Researchers have found that people who stick to plant-based diets, such as a vegetarian or a vegan diet, have a significantly lower risk of developing Type 2 diabetes.

Their study, which appeared in JAMA Internal Medicine, revealed that eating a plant-based diet is associated with a 23 percent lower risk, and that this risk is even lower for people who eat healthy plant-based products.

Study included over 300,000 participants who followed a variety of plant-based diets

According to lead author Frank Qian, who conducted his research while he was a graduate student at Harvard T.H. Chan School of Public Health: “Plant-based dietary patterns are gaining popularity in recent years, so [my colleagues and I] thought it was crucial to quantify their overall association with diabetes risk, particularly since these diets can vary substantially in terms of their food composition.”

The researchers reviewed nine different studies that looked into the association between plant-based diets and Type 2 diabetes. The latest study that they included was published on February 2019, and their meta-analysis included health data on 307,099 participants and 23,544 individual cases of Type 2 diabetes.

Qian and his colleagues evaluated the participants’ adherence to predominantly plant-based diets. These included a variety of healthy plant-based foods, such as vegetables, fruits, nuts, legumes and whole grains. But the researchers didn’t limit their scope to just these plant-based products. They also included “less-healthy” plant-based foods, such potatoes, sugar, white flour and even some animal products in modest amounts.

The researchers also looked at “healthful” plant-based diets, which they defined as dietary patterns that emphasize the consumption of nutritious and natural plant-based foods and the avoidance of unhealthy (processed) plant-based foods. (Related: Different paths to the same goal: Vegetarian and Mediterranean diets both proven to prevent heart disease.)

The researchers found that people who strictly followed predominantly plant-based diets were 23 percent less likely to develop Type 2 diabetes compared with those who didn’t strictly follow the same diets. This association was even stronger in those who followed “healthful” plant-based diets.

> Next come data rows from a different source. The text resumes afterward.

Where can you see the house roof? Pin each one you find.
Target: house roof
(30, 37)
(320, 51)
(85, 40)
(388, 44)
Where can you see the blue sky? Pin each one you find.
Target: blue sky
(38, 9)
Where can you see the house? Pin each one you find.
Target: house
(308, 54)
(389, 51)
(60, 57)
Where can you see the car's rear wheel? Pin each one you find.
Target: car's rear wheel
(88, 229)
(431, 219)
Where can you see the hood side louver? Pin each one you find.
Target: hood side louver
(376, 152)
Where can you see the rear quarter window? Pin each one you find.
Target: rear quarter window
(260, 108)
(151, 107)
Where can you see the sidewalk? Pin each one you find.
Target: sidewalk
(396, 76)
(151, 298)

Plant-based diets linked to lower Type 2 diabetes risk, but underlying mechanism is unclear

Previous studies have suggested a link between plant-based dietary patterns and reduced Type 2 diabetes risk; however, these studies did not have sufficient data to back their claims. This study provides scientists some of the most comprehensive evidence to date of the link between reduced Type 2 diabetes risk and plant-based diets. While the mechanism behind this lowered risk isn’t entirely clear, the researchers offered several assumptions.

Qian and his colleagues believe that the association can be explained by the fact that plant-based foods are more likely to improve insulin sensitivity, blood pressure and weight gain, as well as reduce systemic inflammation. All of these factors contribute to diabetes.

The high amount of fiber in plant-based foods may also play an important role. Dietary fiber helps with weight control and has also been previously shown to reduce the risk of cardiovascular disease and metabolic conditions like diabetes.

Because of the clinical implications of their findings, Qian and his colleagues are calling for more research to better understand this association. Identifying which specific components of a healthy plant-based diet are responsible for protecting against Type 2 diabetes will considerably help lower the number of people who suffer from this chronic condition.